Это сказано Мариной Цветаевой задолго до создания «Повести о Сонечке» и подтверждает другие очень важные ее слова. Однажды она призналась (в письме В. Розанову), что не делает «никакой разницы между книгой и человеком» и «все, что любит – любит одной любовью».
Дневниковые записи, относящиеся к первым годам жизни семьи, буквально вводят читателя в их дом, в их жизнь и свидетельствуют, что был у них тогда свой общий мир, в котором обоим было не только душевно тепло, уютно и надежно, не только влюбленно-радостно, но и интересно друг с другом! Это всегда как-то недооценивалось или преуменьшалось в книгах о них. Думается, что справедливо оценить значимость этого факта мешала «аксиома» о несоизмеримости масштабов личностей гения и «просто человека», из которой на самом деле вовсе не вытекает, что гениальному человеку не может быть интересно общение с не гением (скорее даже наоборот).
Процитирую запись Марины Цветаевой – краткий диалог с Сергеем о гении.
«(Начало теоремы: допустим, что Брюсов – Сальери…)
Сергей Эфрон:
– Знаете, кто настоящий Моцарт – Брюсова?
Я:
– Бальмонт?
Сергей Эфрон:
– Пушкин».
Думается, надо иметь некий навык постановки таких отвлеченных вопросов, иметь привычку размышлять о таких вещах, чтобы в 18–20 лет понять, кто есть кто. Эта глубокая мысль Сергея – не случайно Марине так захотелось не забыть ее – подтверждает их жизнь в общем мире в те годы.
Естественно, не все мысли юного Сергея Эфрона так мудры и тонки – есть и поверхностные, и весьма спорные:
«Мне сейчас вспоминается одно слово Сережи о Наташе Ростовой: „Наташа Ростова, выростя (так! – Л.К.), это Настасья Филипповна“» (героиня романа Достоевского «Идиот»).
Случались, вероятно, между ними и горячие споры, но и не соглашаться можно, говоря на одном языке, хорошо понимая, о чем в прямом тексте или в подтексте говорит каждый и чего, может быть, недоговаривает. И общий язык у них тогда был: понимание с полуслова, свои «пароли», свои, только им двоим понятные шутки, строки любимых поэтов, любимые книги, близкие круги размышлений, общая любовь к Москве, общая грусть и роднящее веселье. Это очень ощущается и в первом после войны и разлуки, после долгой мучительной неизвестности друг о друге письме Сергея Эфрона. Письмо будет еще цитироваться далее (с небольшими сокращениями), но здесь хочется обратить внимание на сравнительно мимолетную реплику:
«Перечитайте Пьера Лоти. В последнее время он стал мне особенно понятен. Вы поймете – почему». (Речь о «Книге милосердия и смерти» французского писателя Пьера Лоти (1850–1923)).

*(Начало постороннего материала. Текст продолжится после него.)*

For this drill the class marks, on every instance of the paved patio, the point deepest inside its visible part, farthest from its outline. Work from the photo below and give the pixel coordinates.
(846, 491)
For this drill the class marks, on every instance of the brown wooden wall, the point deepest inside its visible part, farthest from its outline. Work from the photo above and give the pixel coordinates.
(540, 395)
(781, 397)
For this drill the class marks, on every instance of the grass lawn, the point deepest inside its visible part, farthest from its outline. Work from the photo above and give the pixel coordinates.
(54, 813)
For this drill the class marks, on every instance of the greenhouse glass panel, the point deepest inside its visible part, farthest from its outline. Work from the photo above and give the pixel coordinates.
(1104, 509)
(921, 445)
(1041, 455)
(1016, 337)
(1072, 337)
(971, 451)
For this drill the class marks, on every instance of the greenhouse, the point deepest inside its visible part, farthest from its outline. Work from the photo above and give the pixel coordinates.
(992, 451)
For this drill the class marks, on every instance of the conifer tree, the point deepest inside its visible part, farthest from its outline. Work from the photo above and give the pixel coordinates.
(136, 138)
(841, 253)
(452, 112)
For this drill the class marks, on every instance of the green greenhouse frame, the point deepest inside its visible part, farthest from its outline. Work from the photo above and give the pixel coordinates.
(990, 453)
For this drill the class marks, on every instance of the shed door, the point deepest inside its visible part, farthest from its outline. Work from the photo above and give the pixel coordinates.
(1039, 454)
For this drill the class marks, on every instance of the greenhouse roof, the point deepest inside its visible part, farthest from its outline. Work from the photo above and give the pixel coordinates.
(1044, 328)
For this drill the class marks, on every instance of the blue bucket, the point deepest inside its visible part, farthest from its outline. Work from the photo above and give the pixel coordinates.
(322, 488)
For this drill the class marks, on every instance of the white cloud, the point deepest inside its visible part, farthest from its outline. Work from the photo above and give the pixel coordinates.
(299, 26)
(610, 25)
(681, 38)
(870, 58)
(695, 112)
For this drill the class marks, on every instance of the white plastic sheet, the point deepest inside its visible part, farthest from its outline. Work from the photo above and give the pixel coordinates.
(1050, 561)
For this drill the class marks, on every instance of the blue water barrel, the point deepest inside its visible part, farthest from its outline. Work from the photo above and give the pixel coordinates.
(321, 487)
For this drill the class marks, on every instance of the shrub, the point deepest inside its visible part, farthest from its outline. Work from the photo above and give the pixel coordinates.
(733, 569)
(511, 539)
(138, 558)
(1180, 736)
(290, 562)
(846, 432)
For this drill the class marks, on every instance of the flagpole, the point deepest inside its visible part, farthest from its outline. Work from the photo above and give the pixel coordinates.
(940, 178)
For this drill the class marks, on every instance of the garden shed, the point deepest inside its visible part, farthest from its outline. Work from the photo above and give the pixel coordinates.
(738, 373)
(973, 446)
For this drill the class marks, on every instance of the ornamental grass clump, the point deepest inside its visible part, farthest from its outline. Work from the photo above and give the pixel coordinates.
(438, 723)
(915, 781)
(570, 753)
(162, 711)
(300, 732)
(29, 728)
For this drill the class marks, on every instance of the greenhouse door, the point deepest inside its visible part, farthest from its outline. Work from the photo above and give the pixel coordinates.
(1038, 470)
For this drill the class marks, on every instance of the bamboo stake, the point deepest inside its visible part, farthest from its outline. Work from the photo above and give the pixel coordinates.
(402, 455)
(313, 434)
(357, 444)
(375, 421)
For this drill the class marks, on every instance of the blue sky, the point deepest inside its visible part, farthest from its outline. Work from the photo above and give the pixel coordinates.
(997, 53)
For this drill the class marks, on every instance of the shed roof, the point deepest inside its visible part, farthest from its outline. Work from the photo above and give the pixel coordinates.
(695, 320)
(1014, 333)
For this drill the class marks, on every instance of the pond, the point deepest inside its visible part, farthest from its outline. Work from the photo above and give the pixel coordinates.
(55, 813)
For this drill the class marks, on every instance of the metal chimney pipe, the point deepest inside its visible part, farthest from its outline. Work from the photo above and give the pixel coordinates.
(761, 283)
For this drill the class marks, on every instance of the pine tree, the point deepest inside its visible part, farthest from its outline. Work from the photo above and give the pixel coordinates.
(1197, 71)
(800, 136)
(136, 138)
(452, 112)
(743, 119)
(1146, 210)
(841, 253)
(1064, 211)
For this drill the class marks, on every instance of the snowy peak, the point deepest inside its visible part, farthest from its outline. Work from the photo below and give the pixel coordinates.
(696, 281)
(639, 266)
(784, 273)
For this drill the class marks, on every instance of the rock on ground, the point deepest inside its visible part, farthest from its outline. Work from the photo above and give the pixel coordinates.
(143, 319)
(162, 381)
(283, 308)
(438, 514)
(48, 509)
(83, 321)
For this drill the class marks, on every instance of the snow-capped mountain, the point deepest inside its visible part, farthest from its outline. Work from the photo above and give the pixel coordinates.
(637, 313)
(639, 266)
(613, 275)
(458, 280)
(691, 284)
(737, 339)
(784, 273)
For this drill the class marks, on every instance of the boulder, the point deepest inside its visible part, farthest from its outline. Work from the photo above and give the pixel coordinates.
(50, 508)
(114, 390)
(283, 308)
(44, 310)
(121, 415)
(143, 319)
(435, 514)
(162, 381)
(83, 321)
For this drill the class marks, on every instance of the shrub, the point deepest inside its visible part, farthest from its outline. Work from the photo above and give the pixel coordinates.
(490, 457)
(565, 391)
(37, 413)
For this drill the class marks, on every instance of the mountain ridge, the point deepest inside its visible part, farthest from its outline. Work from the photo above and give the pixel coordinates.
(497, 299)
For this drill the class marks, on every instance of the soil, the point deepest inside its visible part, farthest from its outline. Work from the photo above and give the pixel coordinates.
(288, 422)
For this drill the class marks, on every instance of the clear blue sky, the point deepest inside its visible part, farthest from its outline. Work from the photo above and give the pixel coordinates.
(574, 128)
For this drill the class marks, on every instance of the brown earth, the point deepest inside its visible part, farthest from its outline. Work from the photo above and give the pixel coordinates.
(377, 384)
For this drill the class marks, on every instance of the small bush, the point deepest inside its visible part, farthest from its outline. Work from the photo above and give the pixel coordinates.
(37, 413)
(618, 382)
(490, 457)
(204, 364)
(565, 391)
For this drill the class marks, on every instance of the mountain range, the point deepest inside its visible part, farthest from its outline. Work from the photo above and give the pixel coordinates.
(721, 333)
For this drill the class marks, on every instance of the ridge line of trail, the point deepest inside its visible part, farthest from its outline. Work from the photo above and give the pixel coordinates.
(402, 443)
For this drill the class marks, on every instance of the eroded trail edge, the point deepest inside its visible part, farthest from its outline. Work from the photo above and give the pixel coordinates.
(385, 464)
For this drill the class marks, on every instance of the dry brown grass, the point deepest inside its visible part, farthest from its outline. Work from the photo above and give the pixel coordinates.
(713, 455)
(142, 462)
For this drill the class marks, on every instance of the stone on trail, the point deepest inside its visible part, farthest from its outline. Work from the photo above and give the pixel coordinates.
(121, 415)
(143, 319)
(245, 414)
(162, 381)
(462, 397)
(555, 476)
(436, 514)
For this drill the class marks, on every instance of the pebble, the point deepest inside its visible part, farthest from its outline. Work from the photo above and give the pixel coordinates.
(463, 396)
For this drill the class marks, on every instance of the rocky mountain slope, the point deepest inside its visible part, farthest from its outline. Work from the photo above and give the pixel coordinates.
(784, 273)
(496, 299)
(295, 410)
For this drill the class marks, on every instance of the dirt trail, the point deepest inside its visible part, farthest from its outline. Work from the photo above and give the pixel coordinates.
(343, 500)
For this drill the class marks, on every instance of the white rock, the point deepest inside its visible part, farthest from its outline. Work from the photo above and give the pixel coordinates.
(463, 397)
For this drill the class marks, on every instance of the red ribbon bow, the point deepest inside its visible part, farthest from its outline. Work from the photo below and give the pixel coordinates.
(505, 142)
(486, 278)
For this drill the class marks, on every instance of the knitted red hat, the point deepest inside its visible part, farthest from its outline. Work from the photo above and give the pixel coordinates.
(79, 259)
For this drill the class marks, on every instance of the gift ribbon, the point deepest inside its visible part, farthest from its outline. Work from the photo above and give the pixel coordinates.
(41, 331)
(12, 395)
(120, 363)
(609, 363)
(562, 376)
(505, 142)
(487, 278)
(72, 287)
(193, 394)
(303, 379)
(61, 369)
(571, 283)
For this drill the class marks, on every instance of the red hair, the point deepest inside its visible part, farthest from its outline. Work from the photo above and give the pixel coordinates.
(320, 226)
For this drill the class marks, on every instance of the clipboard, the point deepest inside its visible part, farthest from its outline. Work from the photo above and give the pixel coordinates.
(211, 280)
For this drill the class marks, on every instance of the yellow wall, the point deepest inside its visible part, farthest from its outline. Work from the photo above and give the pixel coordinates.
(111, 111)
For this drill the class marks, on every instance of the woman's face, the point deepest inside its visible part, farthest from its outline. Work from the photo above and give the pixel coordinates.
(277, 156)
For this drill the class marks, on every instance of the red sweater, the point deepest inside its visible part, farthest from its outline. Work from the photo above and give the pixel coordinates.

Марине Цветаевой важно было сберечь его слова. Самые разные, в том числе и такие пронзительные, из глубины души вырывающиеся:
«Еще две строки С., тоже обо мне. „На руке ее кольца – много колец. Они будут, а ее уже не будет. Боже, как страшно!“».
Эти строки Марина, видимо, случайно прочитала в его записях. Поразительно! Нельзя забывать, что это пишет мальчик, так страшно потерявший мать и любимого брата, мучительно остро чувствующий хрупкость всего живого и дорогого. Даже в первые годы счастья с Мариной Сергей во многом продолжал оставаться болезненно впечатлительным осиротевшим мальчиком.
«Лиленька, если бы ты знала, какая здесь есть девочка. Ей семь лет. Родители: скушные (так. – Л.К.), жалкие, больные – чиновник с женой. А она, наверное, обречена на смерть. Ручки и ножки – одни кости. Всего боится. Некрасивая. Никто с ней не играет.
А глаза, как у Глеба (Глеб – рано умерший брат Сергея. – Л.К.).
‹…› Она абсолютно одна. А в ней ужас, который только во сне может привидеться ‹…› Я пробую с ней заговаривать. Меня теперь она встречает улыбкой, но такой жалкой ‹…›. М. б. она самое печальное, что я видел в жизни. ‹…› Главное, что ее все пугает. Она шарахается от прохожих, собак, даже от шумящих деревьев. От всех она ждет злого умысла ‹…›. Каждый раз, как я ее встречаю, я чувствую сильнейшую боль. Она как предостережение мне. И эта ‹…› испуганная улыбка, если бы ты ее только видела…», – так писал Сергей старшей сестре Лиле из Коктебеля в Москву (Е. Эфрон. 1916, июнь).